Location: Systematic Entomology LaboratoryTitle: Integrative approach reveals the identity of Brazilian specimens previously recognized as Anastrepha dissimilis Stone, 1942 (Diptera: Tephritidae)
|RUIZ-ARCE, RAUL - Animal And Plant Health Inspection Service (APHIS)|
|STECK, G - Florida Department Of Agriculture And Consumer Services|
|MOORE, MATTHEW - Florida Department Of Agriculture And Consumer Services|
|WIEGMANN, BRIAN - North Carolina State University|
|RODRIGUEZ, E - Florida Department Of Agriculture And Consumer Services|
|BRANHAM, MARC - University Of Florida|
|SUTTON, B - Florida Department Of Agriculture And Consumer Services|
|MULLER, ALIES - Ministry Of Agriculture|
|GANGADIN, ANEEL - Anton De Kom University Of Suriname|
|CASSEL, BRIAN - North Carolina State University|
|LEDEZMA, L - Animal And Plant Health Inspection Service (APHIS)|
|TROYA, HENRY - Agrocalidad|
|NOLAZCO ALVARADO, NORMA - La Molina National Agrarian University|
|SAVARIS, MARCOANDRE - Luiz De Queiroz College Of Agriculture (ESALQ)|
|CLIFFORD, KEIL - Pontificial Catholic University Of Ecuador|
Submitted to: Zootaxa
Publication Type: Peer Reviewed Journal
Publication Acceptance Date: 11/23/2022
Publication Date: 1/13/2023
Citation: Norrbom, A.L., Ruiz-Arce, R., Steck, G.J., Moore, M., Wiegmann, B., Rodriguez, E.J., Branham, M., Sutton, B.D., Muller, A., Gangadin, A., Cassel, B., Ledezma, L., Troya, H., Nolazco Alvarado, N., Savaris, M., Clifford, K. 2023. Integrative approach reveals the identity of Brazilian specimens previously recognized as Anastrepha dissimilis Stone, 1942 (Diptera: Tephritidae). Zootaxa. 5228(3):317-336. https://doi.org/10.11646/zootaxa.5228.3.5.

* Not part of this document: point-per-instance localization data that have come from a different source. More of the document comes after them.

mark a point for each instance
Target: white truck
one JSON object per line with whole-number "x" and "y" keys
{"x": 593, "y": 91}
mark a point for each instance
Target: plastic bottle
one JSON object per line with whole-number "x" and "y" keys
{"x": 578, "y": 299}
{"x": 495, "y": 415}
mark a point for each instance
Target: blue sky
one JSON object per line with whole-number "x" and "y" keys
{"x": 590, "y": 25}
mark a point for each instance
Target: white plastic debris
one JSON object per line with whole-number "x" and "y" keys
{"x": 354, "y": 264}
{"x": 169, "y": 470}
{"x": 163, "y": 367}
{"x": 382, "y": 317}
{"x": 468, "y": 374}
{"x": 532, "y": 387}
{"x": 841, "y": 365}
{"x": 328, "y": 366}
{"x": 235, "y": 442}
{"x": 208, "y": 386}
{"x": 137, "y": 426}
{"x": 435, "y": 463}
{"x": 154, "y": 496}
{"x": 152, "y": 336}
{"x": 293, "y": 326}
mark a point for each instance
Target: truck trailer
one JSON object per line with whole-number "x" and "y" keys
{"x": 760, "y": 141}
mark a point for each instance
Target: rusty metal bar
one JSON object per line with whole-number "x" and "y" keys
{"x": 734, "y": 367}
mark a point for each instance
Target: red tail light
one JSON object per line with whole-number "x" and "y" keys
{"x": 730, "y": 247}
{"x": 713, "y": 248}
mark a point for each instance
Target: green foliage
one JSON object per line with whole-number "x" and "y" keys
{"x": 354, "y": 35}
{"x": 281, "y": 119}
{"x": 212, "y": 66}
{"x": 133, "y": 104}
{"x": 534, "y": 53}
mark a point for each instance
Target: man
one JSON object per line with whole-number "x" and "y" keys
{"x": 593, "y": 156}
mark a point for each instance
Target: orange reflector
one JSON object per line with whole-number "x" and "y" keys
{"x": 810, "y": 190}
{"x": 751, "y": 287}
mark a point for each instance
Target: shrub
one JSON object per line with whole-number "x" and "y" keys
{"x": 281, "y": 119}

Interpretive Summary: True fruit flies include some of the most important insect pests of fruits and vegetables, including apple, citrus, mango and many other commercial crops. Most of the pests are exotic and preventing their spread to the USA is important to protect American agriculture. The largest group of fruit flies in tropical America includes more than 300 species, so diagnostic tools to distinguishing them and knowledge of the host plants and distribution of each species is critical to prevent their spread and design effective quarantine regulations. This paper clarifies the status of a pest of passion fruits in Brazil, which was long misidentified as another species. This new knowledge is useful to APHIS-PPQ and other regulatory agencies and scientists responsible for the regulation and control of fruit fly pests.
Technical Abstract: Anastrepha dissimilis is currently considered to be widely distributed in Brazil, occurring in 20 of 27 states. However, morphological differences between the holotype (from Plaisance, Haiti) and a paratype (from Pernambuco, Brazil) suggest that the Brazilian specimens are not A. dissimilis, because their aculeus tip is similar to the paratype not to the holotype. Therefore, considering the importance of integrative taxonomy for species delimitation, we used geometric and linear morphometrics and cytochrome c oxidase subunit I sequences integrated with the morphology of the aculeus tip to clarify the identity of Anastrepha dissimilis from multiple Brazilian localities. Morphological data show a uniform pattern among the Brazilian populations, with some variation among specimens from the south and northeast. In addition, the geometric and linear morphometrics suggest considerable geographic variation among these populations, showing the existence of at least two morphospecies. The molecular analysis revealed that specimens from Brazil previously identified as A. dissimilis belong to Anastrepha chiclayae Greene, with a genetic distance ranging from 0.00% to 0.015. According to our integrative analyses, specimens from Brazil identified as A. dissimilis actually belong to A. chiclayae. Therefore, we are recording for the first time the occurrence of A. chiclayae in Brazil, and that A. dissimilis is not present, clarifying the identity of this species in Brazil, and consequently reporting that A. dissimilis does not occur in Brazil.